Some Acrylic questions

IPT

Active member
So I have some really old Weld on 4. Does that stuff go bad? I tried it on a thin little test piece and it seemed to bond.

I know acrylic does not bond very well to glass with silicone but for an overflow it should work fine (I'm not building a tank or even a sump. Just a box that will be in 5 inches or less of water and generally have nearly equal pressure from both sides most of the time). I'll butt the front wall up to the bottom piece and maybe even give it two sides so any pressure it does have on it will not be loaded to the silicone (if I only used a 3 sided box and expected the silicone to hold the horizontal front to the perpendicular side wall). It's 1/4 inch.

Surely some of you guys have done this without issue? The weld on will keep it together, I just need to silicone to hold it in place and seal it off.
 
No idea on the Weldon - but I'm guessing it will be fine.
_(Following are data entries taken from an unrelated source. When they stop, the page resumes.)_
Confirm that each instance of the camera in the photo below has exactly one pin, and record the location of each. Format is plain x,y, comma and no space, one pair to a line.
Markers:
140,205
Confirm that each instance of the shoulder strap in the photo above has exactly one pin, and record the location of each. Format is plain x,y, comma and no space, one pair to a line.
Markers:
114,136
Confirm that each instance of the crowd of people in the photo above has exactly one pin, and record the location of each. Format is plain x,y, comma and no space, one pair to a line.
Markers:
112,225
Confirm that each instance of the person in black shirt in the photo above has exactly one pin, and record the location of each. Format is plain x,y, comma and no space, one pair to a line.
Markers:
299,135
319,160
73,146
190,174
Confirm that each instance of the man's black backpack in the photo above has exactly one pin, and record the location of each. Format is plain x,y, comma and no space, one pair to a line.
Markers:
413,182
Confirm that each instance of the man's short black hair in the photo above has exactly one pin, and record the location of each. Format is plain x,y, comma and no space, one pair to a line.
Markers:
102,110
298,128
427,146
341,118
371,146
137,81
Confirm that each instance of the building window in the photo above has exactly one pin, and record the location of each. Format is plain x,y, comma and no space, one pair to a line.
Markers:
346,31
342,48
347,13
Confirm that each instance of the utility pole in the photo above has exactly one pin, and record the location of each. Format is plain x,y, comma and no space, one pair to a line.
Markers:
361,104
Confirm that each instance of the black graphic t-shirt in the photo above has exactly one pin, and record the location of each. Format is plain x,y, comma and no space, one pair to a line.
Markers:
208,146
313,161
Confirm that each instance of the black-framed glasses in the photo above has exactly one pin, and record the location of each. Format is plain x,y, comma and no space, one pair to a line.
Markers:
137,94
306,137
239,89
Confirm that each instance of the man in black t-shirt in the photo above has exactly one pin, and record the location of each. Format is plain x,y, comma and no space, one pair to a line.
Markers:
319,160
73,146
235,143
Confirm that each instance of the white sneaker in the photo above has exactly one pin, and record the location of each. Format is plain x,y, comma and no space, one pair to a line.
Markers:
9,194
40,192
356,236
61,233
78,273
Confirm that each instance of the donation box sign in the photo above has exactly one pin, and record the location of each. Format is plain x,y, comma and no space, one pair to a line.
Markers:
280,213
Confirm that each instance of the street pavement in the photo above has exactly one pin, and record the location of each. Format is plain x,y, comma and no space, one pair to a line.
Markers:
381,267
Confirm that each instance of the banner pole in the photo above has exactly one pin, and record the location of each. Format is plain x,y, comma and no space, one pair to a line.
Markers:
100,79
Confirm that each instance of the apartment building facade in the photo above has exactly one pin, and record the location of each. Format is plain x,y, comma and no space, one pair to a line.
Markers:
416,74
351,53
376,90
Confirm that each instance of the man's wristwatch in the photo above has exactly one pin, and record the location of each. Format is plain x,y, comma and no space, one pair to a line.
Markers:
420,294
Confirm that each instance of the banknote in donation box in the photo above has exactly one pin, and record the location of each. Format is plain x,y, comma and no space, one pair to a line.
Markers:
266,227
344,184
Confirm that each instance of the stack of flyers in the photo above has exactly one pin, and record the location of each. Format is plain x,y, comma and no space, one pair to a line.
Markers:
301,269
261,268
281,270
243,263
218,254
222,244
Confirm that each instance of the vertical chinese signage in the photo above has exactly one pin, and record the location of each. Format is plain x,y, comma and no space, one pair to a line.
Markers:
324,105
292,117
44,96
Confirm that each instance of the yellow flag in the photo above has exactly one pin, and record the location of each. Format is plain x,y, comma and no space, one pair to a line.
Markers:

As far as the acrylic bonding question is concerned, silicon will work to wedge a piece in place. Imagine putting the silicone in, letting it dry then placing the acrylic pieces in place. If it will stay because of the placement, you are fine. Having equal amounts of water (and therefore little pressure) actually works against you, since the water pressure generally works to hold it in place.

Generally silicone will work for a coast to coast weir, but not for a box, which I believe is what you are using. A better option is to make the box 5-sided and cut a hole to match up with the bulkhead hole in the tank. You can then either have the flange (& rubber gasket) on the outside of the tank, or put a 2nd rubber gasket between the box and the tank, so the "sandwich" will be bulkhead flange-gasket-overflow wall-gasket-tank wall-bulkhead nut when viewed from the side,if that makes sense.
 
Generally silicone will work for a coast to coast weir, but not for a box, which I believe is what you are using. A better option is to make the box 5-sided and cut a hole to match up with the bulkhead hole in the tank. You can then either have the flange (& rubber gasket) on the outside of the tank, or put a 2nd rubber gasket between the box and the tank, so the "sandwich" will be bulkhead flange-gasket-overflow wall-gasket-tank wall-bulkhead nut when viewed from the side,if that makes sense.

Hm, that seems counter intuitive. So a piece of plexi running side to side with only a bottom and front (a weir) would hold (with silicone being the only support for the face against the tank water force) but a box with two rigid sides to fight that force wouldn't hold? Am I interpreting your response correctly or am I missing something? We're talking about using the weld on to construct all the plexi pieces and then just silicone to hold it to the wall, yes?

The full box with all the gaskets is an idea but that seems to have more opportunity for leak points. I also have 3 holes drilled for the overflow system so now we're looking at 6 gaskets.
 
Well, the glass store is cutting all the pieces for about $35. I'll just play it safe and do it with glass and good old silicone.